# Best brush to use w/paint pots



## DC-Cutie (Feb 15, 2008)

I currently use MAC 249.  

Thanks


----------



## noahlowryfan (Feb 15, 2008)

i use MAC 242.


----------



## purrtykitty (Feb 15, 2008)

I like using a small concealor brush.  The Sonia Kashuk brand at Target makes a really good one, and it's so inexpensive.  I bought a whole bunch so I don't ever have to go digging for one!


----------



## janwa09 (Feb 15, 2008)

From MAC-- 249, 242 and 194.


----------



## Meryl (Feb 15, 2008)

I really like my fingers for the PP.

However, the MA told me to use the 217.  If I do use a brush, I prefer the  242 or 249.


----------



## nunu (Feb 15, 2008)

i use the 249 and 242. 
i am looking into getting the 252 because my 249 is kind of harsh on my eyelid.


----------



## DC-Cutie (Feb 16, 2008)

OK.. Thanks ladies.  I like the 242, just always looking for more tips.  I'll check out the Sonia Kashuk, too - any reason to go to Target, right


----------



## alehoney (Feb 16, 2008)

i like using the 190, i know its a concealer brush but i find it very soft. its soft enough for the delicate skin under the eye and i like the softness on the lid too. the 242 works just as well but with the 190 i find that i have more control and its so much softer.


----------



## alwaysbella (Feb 16, 2008)

190 and specially 242!


----------



## gigglegirl (Feb 16, 2008)

Wow I'm surprised at the 217 comment--I faithfully use this to apply crease and blend, its awesome for that, but I can't imagine getting the coverage I'd want from a paintpot using the 217.

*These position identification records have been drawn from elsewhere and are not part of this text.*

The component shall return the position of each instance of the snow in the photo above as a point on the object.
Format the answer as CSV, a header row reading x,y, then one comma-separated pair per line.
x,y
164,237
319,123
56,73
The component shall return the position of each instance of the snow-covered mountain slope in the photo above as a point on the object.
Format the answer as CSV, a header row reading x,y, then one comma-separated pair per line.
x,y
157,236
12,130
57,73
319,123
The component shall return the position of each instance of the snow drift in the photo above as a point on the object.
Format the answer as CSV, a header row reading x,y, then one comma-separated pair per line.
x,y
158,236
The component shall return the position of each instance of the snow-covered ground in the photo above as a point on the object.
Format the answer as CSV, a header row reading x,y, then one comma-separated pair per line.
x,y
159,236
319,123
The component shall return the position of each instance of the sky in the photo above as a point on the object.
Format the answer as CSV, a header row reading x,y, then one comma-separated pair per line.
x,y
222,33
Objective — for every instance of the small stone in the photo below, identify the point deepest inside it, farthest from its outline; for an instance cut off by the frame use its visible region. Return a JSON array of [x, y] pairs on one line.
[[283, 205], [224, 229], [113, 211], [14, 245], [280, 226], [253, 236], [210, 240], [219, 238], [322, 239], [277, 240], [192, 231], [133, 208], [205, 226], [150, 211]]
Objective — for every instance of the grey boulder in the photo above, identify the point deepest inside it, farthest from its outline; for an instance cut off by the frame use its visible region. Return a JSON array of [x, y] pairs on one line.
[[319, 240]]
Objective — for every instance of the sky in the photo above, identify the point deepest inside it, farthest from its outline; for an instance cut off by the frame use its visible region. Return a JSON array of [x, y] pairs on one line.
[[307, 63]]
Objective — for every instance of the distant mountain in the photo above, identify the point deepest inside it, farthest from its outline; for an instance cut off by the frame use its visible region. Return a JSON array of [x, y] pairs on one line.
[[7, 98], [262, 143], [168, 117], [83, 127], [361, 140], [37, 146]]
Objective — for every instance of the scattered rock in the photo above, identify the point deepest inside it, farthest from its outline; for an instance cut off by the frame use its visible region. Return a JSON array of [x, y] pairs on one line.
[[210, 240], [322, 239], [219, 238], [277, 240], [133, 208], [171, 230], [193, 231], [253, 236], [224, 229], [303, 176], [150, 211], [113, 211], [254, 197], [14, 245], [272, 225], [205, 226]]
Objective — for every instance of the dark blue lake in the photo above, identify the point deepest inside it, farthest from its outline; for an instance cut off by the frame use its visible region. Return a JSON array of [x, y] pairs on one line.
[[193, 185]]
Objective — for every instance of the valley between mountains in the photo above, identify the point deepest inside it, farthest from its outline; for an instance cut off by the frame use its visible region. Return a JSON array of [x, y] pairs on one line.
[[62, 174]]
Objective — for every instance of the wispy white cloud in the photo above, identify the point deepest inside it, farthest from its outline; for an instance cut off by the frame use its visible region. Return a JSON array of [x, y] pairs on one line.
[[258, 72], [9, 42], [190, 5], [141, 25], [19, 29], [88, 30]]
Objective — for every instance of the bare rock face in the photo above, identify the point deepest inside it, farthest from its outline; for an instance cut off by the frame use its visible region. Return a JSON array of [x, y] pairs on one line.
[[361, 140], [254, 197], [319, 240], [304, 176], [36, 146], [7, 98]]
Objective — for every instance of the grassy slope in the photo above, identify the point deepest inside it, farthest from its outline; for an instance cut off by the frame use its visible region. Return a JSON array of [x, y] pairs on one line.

I use a small shader brush (cheap drugstore brand--IMO the brush to apply a paintpot does not need to be expensive or fancy at all, I can always get these cheap shader brushes to apply them thinly, and nicely so that sometimes I don't even put shadow overtop). Of course, I'm otherwise a faithful MAC/Bobbi Brown brush girl--they make SO much difference IMO for blending and applying foundation, shadow, etc.


----------



## Bernadette (Feb 16, 2008)

242 or 252, they are both made with synthetic hairs which will not absorb emollient based products.


----------



## alygolightly (Feb 16, 2008)

I use MAC 217SE.  It prevents me from applying too much


----------



## MissVivaMac (Feb 16, 2008)

ditto to the 217...and you wonder why?

The paintpots when applied to heavily will crease and I use the 217 because I start at the lash line and blend up. As I only use the paintpots as sheer color and mostly to hold the shadow.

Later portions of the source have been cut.